🇨🇦Want to use AI for best effect?

How to avoid AI hallucinations while meeting company mandates to use ChatGPT or Copilot

Many companies are now mandating the use of AI for written communications, for everything from RFPs to inter-company emails, via blog and social media posts. It can save time researching and writing first drafts, and it can also, in the multilingual world, help with translation. It’s an excellent resource… for those who know how to use it to get useful results, but most especially, for those who know what a good outcome looks like.

A May 2025 article by UX specialists the Nielsen Norman Group, aimed at AI vendors, also served up lessons for AI users. It's a long article but the section headings (below) tell a clear story, or cautionary tale if you prefer:

🤖 Users Struggle to Verify AI Outputs Successfully

🤖 Reducing Errors Increases Interaction Cost

🤖 LLM Outputs Signal Authoritativeness

🤖 Users Are Not Building Expertise to Spot Errors

🤖 A Finished Product Is Harder to Evaluate

🤖 Designing Checkable AI Tools

The summarized version is that AI lulls those using it to generate texts into a false sense of security. They are not able to easily substantively edit (check for facts and flow), and they overly trust what is presented. And that means you end up with results that seem fine, but there’s something not quite right about them.

Four days after the article was published, the Chicago Sun-Times was caught publishing an unverified summer reading list, where 10/15 books featured did not even exist. And this kind of falsity is apparently quite common; it’s called “AI hallucinations”.

Call in a substantive editor

If your in-house content and communications teams are already hard-pressed meeting volume and time requirements, calling in reinforcements makes sense. An experienced substantive editor will ensure that:

🧭 Overall organization of the piece is coherent – for example, that a press release actually follows the pyramid structure, and isn’t just a collection of paragraphs.
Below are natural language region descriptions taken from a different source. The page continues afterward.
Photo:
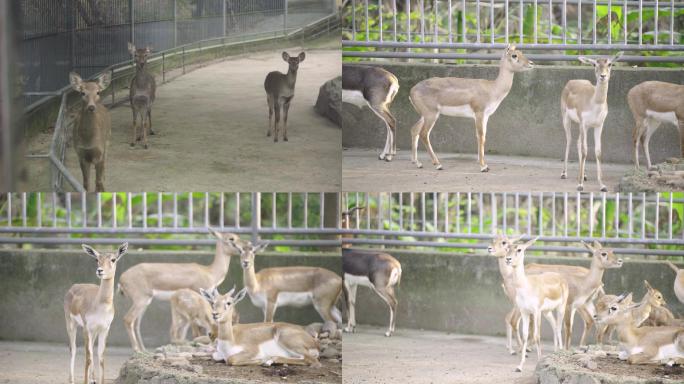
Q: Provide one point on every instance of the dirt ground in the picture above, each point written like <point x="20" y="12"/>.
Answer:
<point x="418" y="356"/>
<point x="211" y="132"/>
<point x="42" y="363"/>
<point x="362" y="171"/>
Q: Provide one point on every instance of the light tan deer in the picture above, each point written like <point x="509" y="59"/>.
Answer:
<point x="653" y="103"/>
<point x="92" y="307"/>
<point x="280" y="92"/>
<point x="260" y="343"/>
<point x="271" y="288"/>
<point x="586" y="104"/>
<point x="375" y="87"/>
<point x="92" y="129"/>
<point x="147" y="281"/>
<point x="190" y="310"/>
<point x="474" y="98"/>
<point x="643" y="345"/>
<point x="534" y="295"/>
<point x="679" y="281"/>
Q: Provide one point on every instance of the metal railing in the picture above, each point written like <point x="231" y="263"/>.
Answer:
<point x="164" y="219"/>
<point x="164" y="62"/>
<point x="381" y="29"/>
<point x="634" y="224"/>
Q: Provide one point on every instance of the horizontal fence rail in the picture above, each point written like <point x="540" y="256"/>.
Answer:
<point x="146" y="219"/>
<point x="433" y="29"/>
<point x="634" y="224"/>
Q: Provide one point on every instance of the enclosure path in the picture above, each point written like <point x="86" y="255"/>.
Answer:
<point x="43" y="363"/>
<point x="362" y="171"/>
<point x="211" y="132"/>
<point x="417" y="357"/>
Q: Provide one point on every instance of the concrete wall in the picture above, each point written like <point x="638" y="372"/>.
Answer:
<point x="526" y="123"/>
<point x="33" y="284"/>
<point x="462" y="293"/>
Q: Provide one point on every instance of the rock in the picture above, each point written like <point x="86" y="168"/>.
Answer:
<point x="329" y="102"/>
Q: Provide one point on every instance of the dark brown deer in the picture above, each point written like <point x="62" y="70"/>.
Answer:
<point x="92" y="128"/>
<point x="142" y="93"/>
<point x="280" y="92"/>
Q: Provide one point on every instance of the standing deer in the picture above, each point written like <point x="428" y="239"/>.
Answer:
<point x="259" y="343"/>
<point x="280" y="92"/>
<point x="586" y="105"/>
<point x="142" y="93"/>
<point x="92" y="307"/>
<point x="147" y="281"/>
<point x="474" y="98"/>
<point x="92" y="128"/>
<point x="375" y="87"/>
<point x="376" y="270"/>
<point x="271" y="288"/>
<point x="653" y="103"/>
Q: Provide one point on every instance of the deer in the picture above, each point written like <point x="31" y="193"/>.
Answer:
<point x="280" y="92"/>
<point x="376" y="270"/>
<point x="375" y="87"/>
<point x="92" y="128"/>
<point x="190" y="310"/>
<point x="147" y="281"/>
<point x="643" y="344"/>
<point x="91" y="307"/>
<point x="653" y="103"/>
<point x="500" y="248"/>
<point x="142" y="94"/>
<point x="258" y="343"/>
<point x="679" y="281"/>
<point x="586" y="105"/>
<point x="271" y="288"/>
<point x="534" y="295"/>
<point x="477" y="99"/>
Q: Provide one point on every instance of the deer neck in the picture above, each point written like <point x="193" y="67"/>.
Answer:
<point x="219" y="267"/>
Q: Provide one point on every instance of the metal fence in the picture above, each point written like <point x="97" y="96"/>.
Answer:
<point x="650" y="31"/>
<point x="308" y="221"/>
<point x="634" y="224"/>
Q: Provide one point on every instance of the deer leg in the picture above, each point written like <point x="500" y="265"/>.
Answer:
<point x="286" y="109"/>
<point x="567" y="126"/>
<point x="269" y="100"/>
<point x="85" y="171"/>
<point x="276" y="106"/>
<point x="481" y="130"/>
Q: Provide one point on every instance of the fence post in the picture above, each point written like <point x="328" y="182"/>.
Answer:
<point x="256" y="215"/>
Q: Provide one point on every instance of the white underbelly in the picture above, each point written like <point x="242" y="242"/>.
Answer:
<point x="457" y="111"/>
<point x="354" y="97"/>
<point x="664" y="117"/>
<point x="162" y="295"/>
<point x="357" y="280"/>
<point x="296" y="299"/>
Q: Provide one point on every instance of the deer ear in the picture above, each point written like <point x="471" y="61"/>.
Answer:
<point x="75" y="81"/>
<point x="90" y="251"/>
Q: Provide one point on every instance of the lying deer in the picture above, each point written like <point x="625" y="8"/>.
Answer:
<point x="271" y="288"/>
<point x="142" y="94"/>
<point x="643" y="345"/>
<point x="653" y="103"/>
<point x="92" y="307"/>
<point x="259" y="343"/>
<point x="474" y="98"/>
<point x="375" y="87"/>
<point x="280" y="92"/>
<point x="147" y="281"/>
<point x="92" y="128"/>
<point x="534" y="295"/>
<point x="586" y="105"/>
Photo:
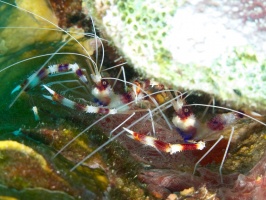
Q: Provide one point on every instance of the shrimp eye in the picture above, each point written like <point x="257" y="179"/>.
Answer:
<point x="104" y="83"/>
<point x="186" y="111"/>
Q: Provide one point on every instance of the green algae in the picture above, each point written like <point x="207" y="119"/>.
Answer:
<point x="36" y="193"/>
<point x="26" y="168"/>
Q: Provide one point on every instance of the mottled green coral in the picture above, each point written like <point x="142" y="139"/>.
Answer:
<point x="192" y="45"/>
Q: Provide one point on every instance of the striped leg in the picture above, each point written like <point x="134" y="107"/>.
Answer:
<point x="36" y="78"/>
<point x="77" y="106"/>
<point x="163" y="146"/>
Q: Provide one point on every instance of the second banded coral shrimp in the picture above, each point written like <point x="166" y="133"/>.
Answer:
<point x="172" y="132"/>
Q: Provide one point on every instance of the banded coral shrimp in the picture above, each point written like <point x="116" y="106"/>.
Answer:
<point x="169" y="160"/>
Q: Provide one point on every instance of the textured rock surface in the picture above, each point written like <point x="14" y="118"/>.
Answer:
<point x="214" y="46"/>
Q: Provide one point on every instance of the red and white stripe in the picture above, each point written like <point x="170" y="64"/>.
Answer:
<point x="163" y="146"/>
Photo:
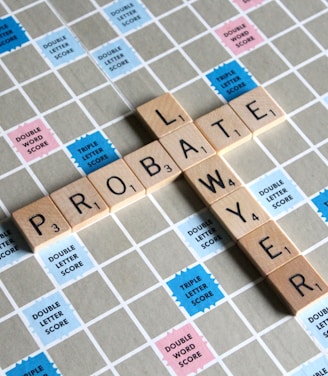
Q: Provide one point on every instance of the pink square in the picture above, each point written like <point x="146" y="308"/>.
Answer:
<point x="33" y="140"/>
<point x="184" y="350"/>
<point x="239" y="35"/>
<point x="247" y="4"/>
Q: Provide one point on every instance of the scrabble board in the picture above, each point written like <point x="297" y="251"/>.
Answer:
<point x="161" y="283"/>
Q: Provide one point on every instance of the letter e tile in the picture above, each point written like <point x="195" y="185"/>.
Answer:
<point x="268" y="247"/>
<point x="41" y="223"/>
<point x="258" y="110"/>
<point x="239" y="212"/>
<point x="80" y="203"/>
<point x="298" y="284"/>
<point x="163" y="115"/>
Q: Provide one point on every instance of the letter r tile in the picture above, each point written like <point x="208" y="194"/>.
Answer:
<point x="239" y="212"/>
<point x="117" y="184"/>
<point x="258" y="110"/>
<point x="153" y="166"/>
<point x="268" y="247"/>
<point x="212" y="179"/>
<point x="41" y="223"/>
<point x="80" y="203"/>
<point x="163" y="115"/>
<point x="187" y="146"/>
<point x="298" y="284"/>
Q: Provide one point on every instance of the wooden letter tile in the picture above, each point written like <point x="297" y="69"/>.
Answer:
<point x="41" y="223"/>
<point x="268" y="247"/>
<point x="258" y="110"/>
<point x="187" y="146"/>
<point x="153" y="166"/>
<point x="117" y="184"/>
<point x="80" y="203"/>
<point x="212" y="179"/>
<point x="163" y="115"/>
<point x="223" y="129"/>
<point x="239" y="212"/>
<point x="298" y="284"/>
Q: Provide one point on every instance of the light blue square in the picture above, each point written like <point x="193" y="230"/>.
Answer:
<point x="92" y="152"/>
<point x="127" y="15"/>
<point x="276" y="192"/>
<point x="60" y="47"/>
<point x="12" y="34"/>
<point x="38" y="365"/>
<point x="315" y="319"/>
<point x="321" y="202"/>
<point x="51" y="318"/>
<point x="12" y="245"/>
<point x="204" y="234"/>
<point x="317" y="367"/>
<point x="116" y="59"/>
<point x="231" y="80"/>
<point x="66" y="260"/>
<point x="195" y="289"/>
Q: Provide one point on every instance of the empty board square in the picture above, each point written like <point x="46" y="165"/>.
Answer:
<point x="223" y="128"/>
<point x="239" y="212"/>
<point x="41" y="223"/>
<point x="117" y="184"/>
<point x="163" y="115"/>
<point x="268" y="247"/>
<point x="80" y="203"/>
<point x="153" y="166"/>
<point x="258" y="110"/>
<point x="187" y="146"/>
<point x="298" y="284"/>
<point x="212" y="179"/>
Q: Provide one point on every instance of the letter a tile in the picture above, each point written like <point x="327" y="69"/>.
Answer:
<point x="153" y="166"/>
<point x="223" y="129"/>
<point x="239" y="212"/>
<point x="117" y="184"/>
<point x="187" y="146"/>
<point x="212" y="179"/>
<point x="258" y="110"/>
<point x="80" y="203"/>
<point x="41" y="223"/>
<point x="163" y="115"/>
<point x="268" y="247"/>
<point x="298" y="284"/>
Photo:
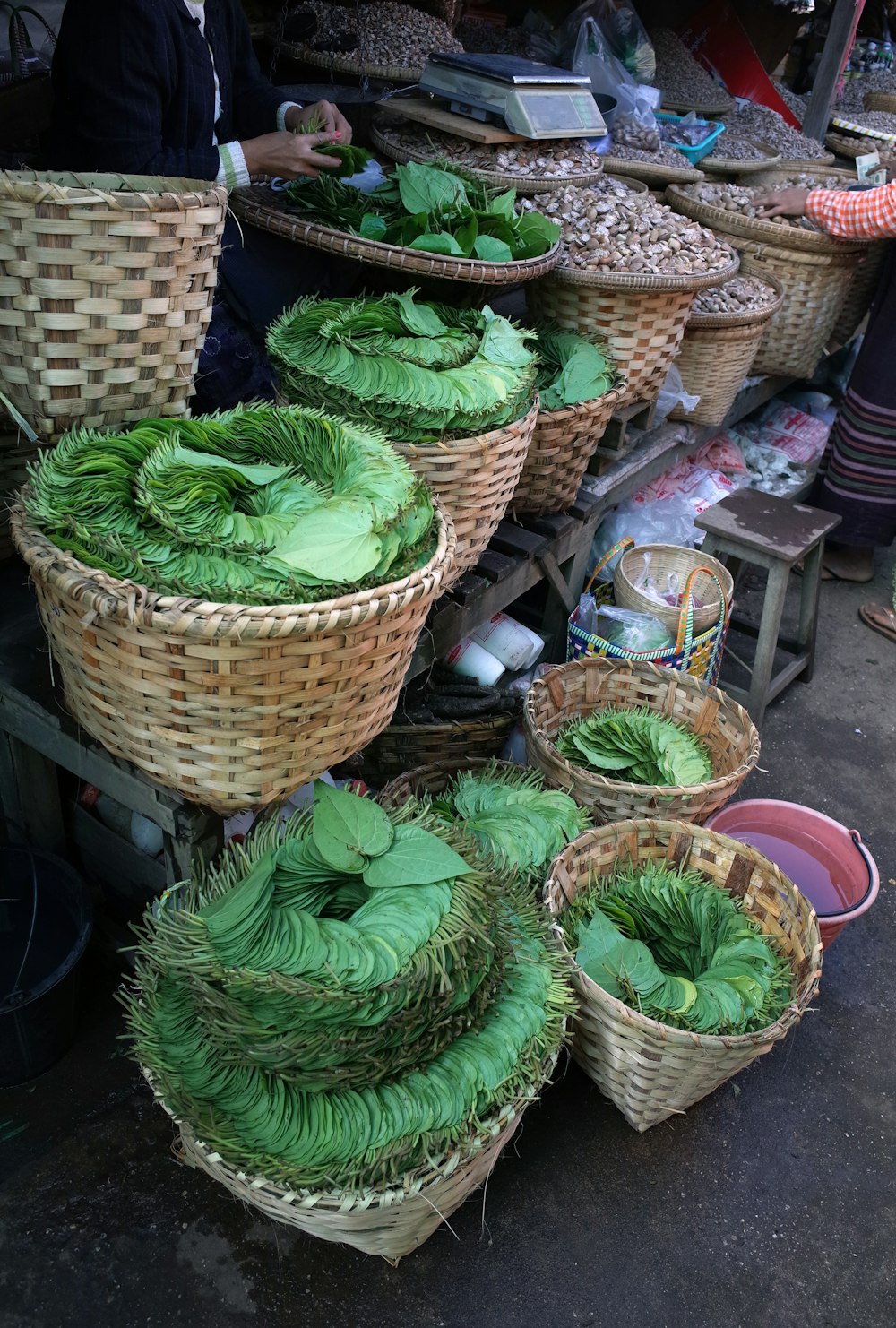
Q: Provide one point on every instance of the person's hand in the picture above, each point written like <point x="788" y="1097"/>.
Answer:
<point x="287" y="154"/>
<point x="783" y="203"/>
<point x="322" y="116"/>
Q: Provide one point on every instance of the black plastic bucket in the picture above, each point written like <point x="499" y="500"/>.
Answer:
<point x="46" y="923"/>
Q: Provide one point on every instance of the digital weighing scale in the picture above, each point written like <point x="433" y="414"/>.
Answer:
<point x="532" y="99"/>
🐾 Ideas follow on from each other.

🔍 Facts are checked and corrected – which might entail rewriting.

👍 The piece can be understood by the audience it is intended for – which might also entail rewriting.

They will also carry out copyediting, ensuring the language sounds human, uses the correct words in the context, and is spelled and punctuated correctly in accordance with your house style or the intended audience. A really good editor will help your teams understand why the changes were made, so they (or the AI) can learn at the same time.

What is an experienced substantive editor?

For you to get your money’s worth, the editor you choose has to not only have experience doing this type of editing, but also be able to spot inconsistencies and dubious facts. They need to know and have some understanding of your context. At the broadest level, this could be your industry, such as aviation or manufacturing. More specifically, they might know airlines or household appliances, finance or DEI. And they need to know your audiences.

Of course, your communications teams have a role to play here too. They need to be clear on exactly who their audience is and what they are concerned with, but also what the objectives of the communications strategy are, as well as for the piece. We write in a different way if the aim is to increase or maintain employee engagement levels than we do if it’s to prepare the workforce for mass layoffs. We speak with a different voice to investors than to customers.

In our experience, however, marketing and communications teams struggle with defining their audience and their objectives, and this might mean that the AI-written piece requires some considerable rewriting. Some editors may balk at assisting them with this definition work, as it is outside their remit, and this is important to bear in mind. If you don’t have the bandwidth to conduct a definition exercise, look for an external resource that can work with you to do this in an ad-hoc, agile way.

Editing bilingual communications

In Canada, with its two official languages, or if you’re putting out communications internationally as well as domestically, you’ll want an editor that is competent in both languages. This will help ensure that important messages don’t get lost in translation of course. But it will also ensure that appropriate sentence structures are used so that audiences can relate to what you are saying (as human beings), and fully understand it. In fact, you may want to have your English-language communications edited for both North American and British audiences, for example, particularly if they are employee-targeted.

In short: To ensure good communications, it’s essential to have your AI-generated content substantively edited by someone who understands your company’s context, your audiences and your objectives. Otherwise, you risk communicating false information, being misinterpreted, being misunderstood, and failing to reach your objectives. Do you have the skills to do this in house?